She Wore Blue Velvet

The first movie my late father ever showed me was David Lynch’s Blue Velvet. I remember, he was so excited. He rented it down at the local video store, came back, and said, “Kip, this movie is supposed to be just TWISTED, this is going to be great!”

I was eleven years old when I saw Blue Velvet with my dad. If you haven’t seen it, you really should watch it; it’s arguably David Lynch’s greatest work. My father had a habit of doing this, though — shoving adult genius in my face as a child, then stepping back with a sort of, “Whatcha think of THAT, eh?” attitude.

Should you show it to a a child? I don’t know. It contains scenes of Dennis Hopper nitrous and saying to Pia Zsadora, “BABY WANTS TO F—!” and so on (“BABY WANTS BLUE VELVET!!!”) Maybe not. But my dad showed it to me and it changed my life.

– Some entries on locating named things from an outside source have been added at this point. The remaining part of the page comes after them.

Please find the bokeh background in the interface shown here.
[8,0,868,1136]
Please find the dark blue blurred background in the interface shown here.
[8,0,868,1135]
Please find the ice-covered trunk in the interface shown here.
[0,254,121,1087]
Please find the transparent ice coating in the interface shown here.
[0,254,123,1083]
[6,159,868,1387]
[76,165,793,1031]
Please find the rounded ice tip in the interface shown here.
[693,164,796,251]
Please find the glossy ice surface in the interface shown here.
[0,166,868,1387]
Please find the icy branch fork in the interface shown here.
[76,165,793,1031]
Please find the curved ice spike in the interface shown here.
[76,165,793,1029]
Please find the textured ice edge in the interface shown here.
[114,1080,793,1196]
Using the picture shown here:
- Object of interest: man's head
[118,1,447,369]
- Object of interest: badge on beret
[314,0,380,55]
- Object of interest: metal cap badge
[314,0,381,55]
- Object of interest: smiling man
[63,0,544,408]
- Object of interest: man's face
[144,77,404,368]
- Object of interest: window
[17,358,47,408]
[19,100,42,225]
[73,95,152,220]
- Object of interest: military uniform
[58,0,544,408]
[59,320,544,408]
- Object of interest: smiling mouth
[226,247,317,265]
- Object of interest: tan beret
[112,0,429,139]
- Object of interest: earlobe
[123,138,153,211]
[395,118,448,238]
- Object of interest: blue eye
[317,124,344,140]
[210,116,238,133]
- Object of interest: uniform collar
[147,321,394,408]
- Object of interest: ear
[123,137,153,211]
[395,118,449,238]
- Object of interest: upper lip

So, here is the movie that I saw at a very formative age that has stuck with me allll these years, it made me who I am, thank you very much David Lynch and Gerry Lange, and goddamn that Frank is fucking fantastic!

Thanks, dad.

P.S. So the man was a Republican political consultant. Shut up. Just shut up. You don’t know what the man had to go through. Do *you* want to deliver briefcases full of $200,000 to mafia bosses who control unions in the North End of Boston in an empty warehouse? Fuck off.